Most of The Wind and the Rain unfolds in the snug, lantern-lit interior of the Waterfront Museum barge, with the playful, free-flowing energy of one of the bar’s own jam sessions. (Different local bands, all frequenters of the jams, play preshow music every night, and Pete Lanctot rounds out the cast as resident musician.) But in the show’s final moments, director Jared Mezzocchi shifts ground. Mezzocchi is also known as a projection designer and multimedia artist, and though Paul Deziel designed the projections here, you can tell that Wind’s director has been itching to add a digital layer or two to the show’s erstwhile scrappy palimpsest. It’s a stylistic gamble that pays off: Gancher has already crammed so much within this wooden barge, and now Mezzocchi takes us out into the chilly Red Hook night, at once expanding the circumference of the production’s conjuring circle and allowing its magic to diffuse, as all things must. I won’t give away the show’s lush final gestures in their entirety, but there is a moment in which the audience is walking together past a row of cargo containers. Deziel has a projector stashed across the parking lot from these containers, and as we pass by, ghostly silhouettes walk in tandem with us along their corrugated surfaces. We are, for a moment, in stride with our ancestors and fully aware of their presence.

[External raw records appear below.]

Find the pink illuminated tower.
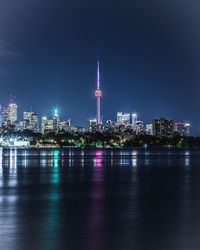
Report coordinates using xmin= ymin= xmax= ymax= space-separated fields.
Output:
xmin=95 ymin=62 xmax=102 ymax=124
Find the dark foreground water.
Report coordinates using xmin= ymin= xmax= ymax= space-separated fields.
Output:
xmin=0 ymin=149 xmax=200 ymax=250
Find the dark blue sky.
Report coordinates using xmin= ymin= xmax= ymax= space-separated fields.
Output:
xmin=0 ymin=0 xmax=200 ymax=135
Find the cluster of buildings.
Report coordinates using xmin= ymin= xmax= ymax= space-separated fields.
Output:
xmin=0 ymin=103 xmax=70 ymax=134
xmin=88 ymin=112 xmax=190 ymax=136
xmin=0 ymin=62 xmax=190 ymax=136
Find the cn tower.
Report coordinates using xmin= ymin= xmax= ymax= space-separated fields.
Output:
xmin=95 ymin=62 xmax=102 ymax=124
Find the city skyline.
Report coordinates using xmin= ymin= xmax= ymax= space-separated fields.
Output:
xmin=0 ymin=0 xmax=200 ymax=135
xmin=0 ymin=61 xmax=191 ymax=136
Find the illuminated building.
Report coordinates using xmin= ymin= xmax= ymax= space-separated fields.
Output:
xmin=145 ymin=124 xmax=153 ymax=135
xmin=117 ymin=112 xmax=130 ymax=126
xmin=0 ymin=105 xmax=2 ymax=126
xmin=174 ymin=122 xmax=190 ymax=136
xmin=23 ymin=112 xmax=34 ymax=122
xmin=2 ymin=107 xmax=10 ymax=125
xmin=46 ymin=118 xmax=55 ymax=131
xmin=131 ymin=113 xmax=137 ymax=130
xmin=31 ymin=113 xmax=38 ymax=132
xmin=88 ymin=119 xmax=97 ymax=132
xmin=152 ymin=118 xmax=174 ymax=136
xmin=59 ymin=119 xmax=70 ymax=132
xmin=95 ymin=62 xmax=102 ymax=125
xmin=53 ymin=109 xmax=59 ymax=130
xmin=41 ymin=116 xmax=48 ymax=134
xmin=9 ymin=103 xmax=17 ymax=124
xmin=135 ymin=121 xmax=144 ymax=134
xmin=23 ymin=112 xmax=38 ymax=132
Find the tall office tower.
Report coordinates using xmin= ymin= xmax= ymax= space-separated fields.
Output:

There is a now that is a set of fleeting, gorgeous moments in October, in which a play about a bar is unfolding at the end of a Red Hook dock. There is a now when that bar was underwater, when a woman from Norway was fighting with everything she had to save it. There is a now when two boys were leaping from a dock — this very one? — in their underwear. The rain, it raineth every day — not because the sun never shines, but because somewhere, in someone’s now, the storm has already come. Without admonishment or accusation, The Wind and the Rain offers us the gift of responsibility. Whether we can sing in harmony with the future depends on what we do today, what we love, and what we save.